If it is determined that an insured who selected or is otherwise covered by the option provided in subsection d. of this section did not have such health coverage in effect at the time of an accident, medical expense benefits shall be payable by the person’s automobile insurer and shall be subject to any deductible required by law or otherwise selected as an option pursuant to subsection a. of this section, any copayment required by law and an additional deductible in the amount of $750.

This portion of N.J.S.A. 39:6A-4.3(d) further supports the plaintiffs position that State Farm is liable for medical expenses she incurred as a result of her May, 1992 automobile accident, subject to the limitations provided in the statute. Like the portion of the statute quoted above, this portion of the statute is unequivocal: it states that “medical expense benefits shall be payable by the *348person’s automobile insurer____” N.J.S.A 39:6A-4.3(d) (emphasis added). There is no dispute that State Farm provided automobile insurance coverage for plaintiff when her accident occurred. Furthermore, because the Health Fund did not provide coverage of the injuries plaintiff sustained in her May, 1992 automobile accident, N.J.S.A 39:6A-4.3 requires that State Farm, her automobile insurer and secondary coverage option, provide coverage for those injuries. Therefore, this court is of the opinion that defendant State Farm is liable to the plaintiff Deborah Jugan for reasonable medical expenses she incurred as a result of her May, 1992 motor vehicle accident.

Accordingly, judgement is hereby entered in favor of the plaintiff and against the defendant State Farm Insurance Corporation for reasonable medical expenses that plaintiff incurred as a result of injuries she sustained in her May, 1992 motor vehicle accident. Furthermore, because ERISA pre-empts § ll:3-37.3(d) of the N.J.AC., judgment is hereby entered in favor of defendant UFCW Local # 1245 Health Fund and against the plaintiff.

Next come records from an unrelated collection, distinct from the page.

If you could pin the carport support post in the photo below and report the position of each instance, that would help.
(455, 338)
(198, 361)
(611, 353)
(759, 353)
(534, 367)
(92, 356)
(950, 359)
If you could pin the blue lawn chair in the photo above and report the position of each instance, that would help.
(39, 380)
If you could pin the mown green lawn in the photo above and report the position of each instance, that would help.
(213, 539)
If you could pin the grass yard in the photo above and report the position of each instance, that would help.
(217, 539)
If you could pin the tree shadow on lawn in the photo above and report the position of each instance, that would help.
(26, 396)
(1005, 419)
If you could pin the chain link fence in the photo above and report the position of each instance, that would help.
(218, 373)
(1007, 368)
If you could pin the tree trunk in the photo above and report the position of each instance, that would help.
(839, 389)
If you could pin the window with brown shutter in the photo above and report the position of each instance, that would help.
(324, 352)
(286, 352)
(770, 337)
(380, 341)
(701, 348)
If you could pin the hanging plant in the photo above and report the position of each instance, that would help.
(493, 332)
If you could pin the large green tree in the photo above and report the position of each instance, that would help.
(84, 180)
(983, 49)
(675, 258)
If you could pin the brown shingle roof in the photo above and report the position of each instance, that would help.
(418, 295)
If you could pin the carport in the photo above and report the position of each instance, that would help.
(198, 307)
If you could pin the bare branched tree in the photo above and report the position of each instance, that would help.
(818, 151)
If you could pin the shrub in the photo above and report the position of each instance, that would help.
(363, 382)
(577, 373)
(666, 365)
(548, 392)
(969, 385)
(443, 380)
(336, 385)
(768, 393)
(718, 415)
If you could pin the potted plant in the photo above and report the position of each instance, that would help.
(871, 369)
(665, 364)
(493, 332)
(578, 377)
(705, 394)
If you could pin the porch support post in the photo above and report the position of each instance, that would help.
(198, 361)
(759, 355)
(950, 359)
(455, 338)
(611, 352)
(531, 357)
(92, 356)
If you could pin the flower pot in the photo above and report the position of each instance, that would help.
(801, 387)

In oral argument, plaintiff conceded that the Health Fund is a self-funded, uninsured employee benefit plan. Like the employee benefit plan at issue in FMC Corporation v. Holliday, the Health Fund "is self-funded; it does not purchase an insurance policy from any insurance company in order to satisfy its obligations to its participants.” FMC Corporation v. Holliday, supra, 498 U.S. at 54, 111 S.Ct. at 405, 112 L.Ed.2d at 362. Based upon the definition provided in § 3(1) of ERISA, 29 U.S.C. § 1002(1), the Health Fund is clearly an employee benefit plan governed by ERISA. See Metropolitan Life Insurance Co. v. Massachusetts, 471 U.S. 724, 732, 105 S.Ct. 2380, 2385, 85 L.Ed.2d 728, 735 (1985) ("An employee welfare-benefit plan or welfare plan is defined as one which provides to employees 'medical, surgical, or hospital care or benefits, or benefits in event of sickness, accident, disability [or] death,' whether these benefits are provided ‘through the purchase of insurance or otherwise.’ ’’).

At the same time, however, this court makes no determination as to whether plaintiff has in fact exhausted her administrative remedies. The only determination made at this time is that plaintiff is not required to exhaust her administrative remedies because the only issue to be decided is an issue of law: whether ERISA pre-empts § ll:3-37.3(d) of the N.J.A.C.